If you would like to learn more about pandas:
* https://pandas.pydata.org/
* https://www.w3schools.com/python/pandas/

### DataFrames

In pandas, a dataframe is a 2 dimensonal data structure. You can think of it as a table with rows and columns. 

Before we start analyzing data, we must read the data into a dataframe. You can read a CSV (comma separated values) file from your disk or from a website.

In [None]:
import pandas as pd  # tell python that we will be using pandas in our code

# the following statement would read the csv file from your computer's storage (hard disk, etc.)
# df = pd.read_csv(r"800_children_and_teens.csv")  

# this statement reads the csv file from a website
df = pd.read_csv(r"https://raw.githubusercontent.com/jcrumpton/binder_test/main/800_children_and_teens.csv")

# display the first several rows of the dataframe, also shows the column names
df.head()


### 3.2 A Specific Question: Who is Taller?

Who is taller, males or females?

We will use plotly.express (a python library for creating graphs) to plot Height vs. Gender.

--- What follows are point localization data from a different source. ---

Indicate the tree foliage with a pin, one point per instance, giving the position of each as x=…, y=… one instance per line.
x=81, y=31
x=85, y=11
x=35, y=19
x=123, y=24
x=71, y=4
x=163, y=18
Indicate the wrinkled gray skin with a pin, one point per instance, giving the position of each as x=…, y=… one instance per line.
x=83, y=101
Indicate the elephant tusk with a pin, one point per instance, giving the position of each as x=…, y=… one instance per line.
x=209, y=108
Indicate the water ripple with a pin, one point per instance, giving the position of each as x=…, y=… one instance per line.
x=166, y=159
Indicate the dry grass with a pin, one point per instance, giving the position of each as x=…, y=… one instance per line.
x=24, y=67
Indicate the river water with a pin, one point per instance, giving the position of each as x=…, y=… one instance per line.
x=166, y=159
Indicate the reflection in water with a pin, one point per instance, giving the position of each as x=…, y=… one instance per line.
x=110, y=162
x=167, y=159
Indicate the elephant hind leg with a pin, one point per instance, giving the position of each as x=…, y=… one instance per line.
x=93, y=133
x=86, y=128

You can learn more about plotly.express at:
* https://plotly.com/python/plotly-express/
* https://www.geeksforgeeks.org/python-plotly-tutorial/

In [None]:
import plotly.express as px

fig = px.histogram(df, y='Height', color='Gender')
fig.show()

We are creating a histogram to see how many males and females there are of each height. The graph is not separated into male and female halves like the graph from CODAP, but we are using colors to differentiate between the genders. We can use [Facet plots](https://plotly.com/python/facet-plots/), figures made up of multiple subplots, to show the gender histograms side by side.

In [None]:
fig = px.histogram(df, y='Height', color='Gender', facet_col='Gender')
fig.show()

To get the mean height of each gender, we must first __filter__ the data by Gender. We will learn to do this in a bit...

### 3.3 Making the Question More Specific

__Filter__ the data set to only consider 10 year olds.

In [None]:
age_10 = df[df['Age'] == 10]  # create a new dataframe that only contains rows of df where Age==10
age_10.head()

In [None]:
fig = px.histogram(age_10, y='Height', color='Gender', facet_col='Gender')
fig.show()

We can change the number of "bins" to get more detail.

In [None]:
fig = px.histogram(age_10, y='Height', color='Gender', facet_col='Gender', nbins=35)
fig.show()

We can __filter__ the age_10 data set into males and females if we want to look at the average heights.

In [None]:
age_10_males = age_10[age_10['Gender']=='Male']
age_10_males.describe()  # mean height is 143.17

In [None]:
age_10_females = age_10[age_10['Gender']=='Female']
age_10_females.describe()  # mean height is 146.83

Now we can create data subsets for 11, 12, 15, and 17 year olds. But we will learn to _group_ data in Chapter 5 (800 Children and Teens, part two) so we do not have to do this manually.